In the RXDX-106 data to be presented, researchers studied the activity of RXDX-106 in a commonly studied syngeneic mouse colon carcinoma model in matched immunocompetent and immunocompromised mice, finding that RXDX-106 had greater tumor growth inhibition in the immunocompetent animals, which suggested that RXDX-106 effects in this system were modulated by the immune system. Immuno-phenotypic modulation by RXDX-106 was also observed in the mouse model, including an increase in tumor infiltrating lymphocytes (TILs), an increase in the ratio of M1/M2 macrophages, and an increase in expression of CD69 and PD-1 on CD8 T Cells. In another syngeneic mouse model, RXDX-106 inhibited tumor growth as a single agent and demonstrated further tumor growth inhibition in combination with anti-PD-1 or anti-CTLA-4 antibodies, which was accompanied by increased levels of IFNɣ in the blood. In a separate preclinical investigation of RXDX-106 targets, AXL and MER fusion proteins were shown to independently act as oncodrivers and, therefore, may be viable therapeutic targets for patients harboring such molecular alterations. The preclinical data to be presented at the AACR (Free AACR Whitepaper) Annual Meeting suggest that RXDX-106 can act as both an anti-tumor immuno-modulator and TAM oncodriver inhibitor and support clinical development of RXDX-106 in a wide variety of cancers (Abstract number 4698; Abstract number 4191).

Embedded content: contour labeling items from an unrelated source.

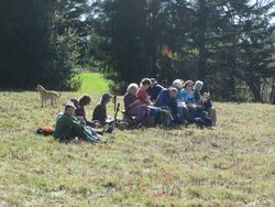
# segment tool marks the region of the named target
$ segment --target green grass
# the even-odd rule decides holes
[[[96,92],[102,94],[109,91],[110,80],[105,79],[100,73],[80,73],[81,87],[80,92]]]
[[[215,130],[114,131],[100,145],[35,135],[80,95],[41,108],[37,92],[0,92],[0,206],[275,206],[275,106],[215,102]]]

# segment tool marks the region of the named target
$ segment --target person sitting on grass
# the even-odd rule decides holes
[[[197,105],[194,97],[193,91],[194,81],[187,80],[184,84],[184,89],[179,91],[179,98],[180,100],[185,101],[187,109],[191,116],[191,120],[195,118],[200,118],[202,116],[202,108],[200,105]]]
[[[136,92],[136,96],[140,99],[141,103],[146,106],[150,109],[150,116],[154,117],[154,122],[155,122],[157,119],[157,113],[158,113],[160,108],[153,107],[153,103],[150,100],[150,97],[146,92],[146,90],[150,88],[151,84],[152,83],[148,78],[142,79],[140,88]]]
[[[150,96],[150,100],[154,102],[158,97],[160,92],[164,89],[164,87],[157,84],[157,80],[155,78],[151,78],[150,80],[151,80],[151,86],[147,88],[146,91]]]
[[[177,122],[177,92],[174,87],[164,88],[154,103],[154,107],[168,110],[173,122]]]
[[[177,88],[180,91],[184,88],[183,79],[175,79],[173,81],[173,87]],[[191,121],[191,116],[187,109],[187,106],[184,100],[180,99],[180,92],[177,94],[177,111],[178,111],[178,123],[187,124]]]
[[[70,101],[73,101],[75,107],[76,107],[75,116],[82,118],[86,126],[95,128],[96,124],[94,122],[87,120],[86,111],[85,111],[85,107],[90,105],[91,97],[89,95],[84,95],[79,100],[70,99]]]
[[[204,81],[197,80],[194,86],[194,98],[197,105],[201,105],[202,109],[208,113],[209,118],[212,120],[213,126],[217,124],[217,113],[216,109],[212,107],[210,101],[210,94],[205,92],[202,96],[200,94],[204,87]]]
[[[92,112],[92,121],[99,122],[101,126],[106,124],[107,121],[107,103],[109,103],[112,99],[112,95],[103,94],[100,102],[96,106]]]
[[[74,102],[66,102],[65,110],[57,116],[54,138],[61,142],[70,142],[76,138],[92,143],[100,142],[99,135],[85,126],[85,120],[74,116],[75,110]]]
[[[146,126],[150,118],[150,110],[139,100],[136,96],[138,89],[139,86],[134,83],[128,86],[127,94],[123,97],[125,113],[136,116],[136,123]]]

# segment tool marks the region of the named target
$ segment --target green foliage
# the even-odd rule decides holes
[[[0,87],[25,89],[42,84],[63,90],[79,88],[74,67],[82,54],[79,34],[84,25],[78,23],[84,2],[69,1],[80,7],[78,12],[66,10],[62,2],[1,1]]]
[[[81,87],[79,92],[105,94],[109,91],[110,80],[106,79],[102,74],[84,72],[79,74]]]
[[[122,89],[147,76],[191,78],[216,98],[262,101],[264,85],[272,87],[273,1],[107,0],[92,7],[91,54]]]
[[[34,134],[81,95],[41,108],[37,92],[0,92],[0,206],[275,205],[274,106],[215,102],[215,130],[116,130],[106,144]]]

Researchers will also present new preclinical data investigating entrectinib as a potential treatment for patients with NTRK rearranged acute myeloid leukemias. Entrectinib treatment inhibited cell proliferation in vitro with sub-nanomolar EC50 values. In a mouse model, entrectinib treatment at clinically relevant doses resulted in tumor regression, which was accompanied by elimination of residual cancer cells from the bone marrow (Abstract number 5158). Based on these data, we intend to evaluaute entrectinib further in molecularly defined hematological malignancies.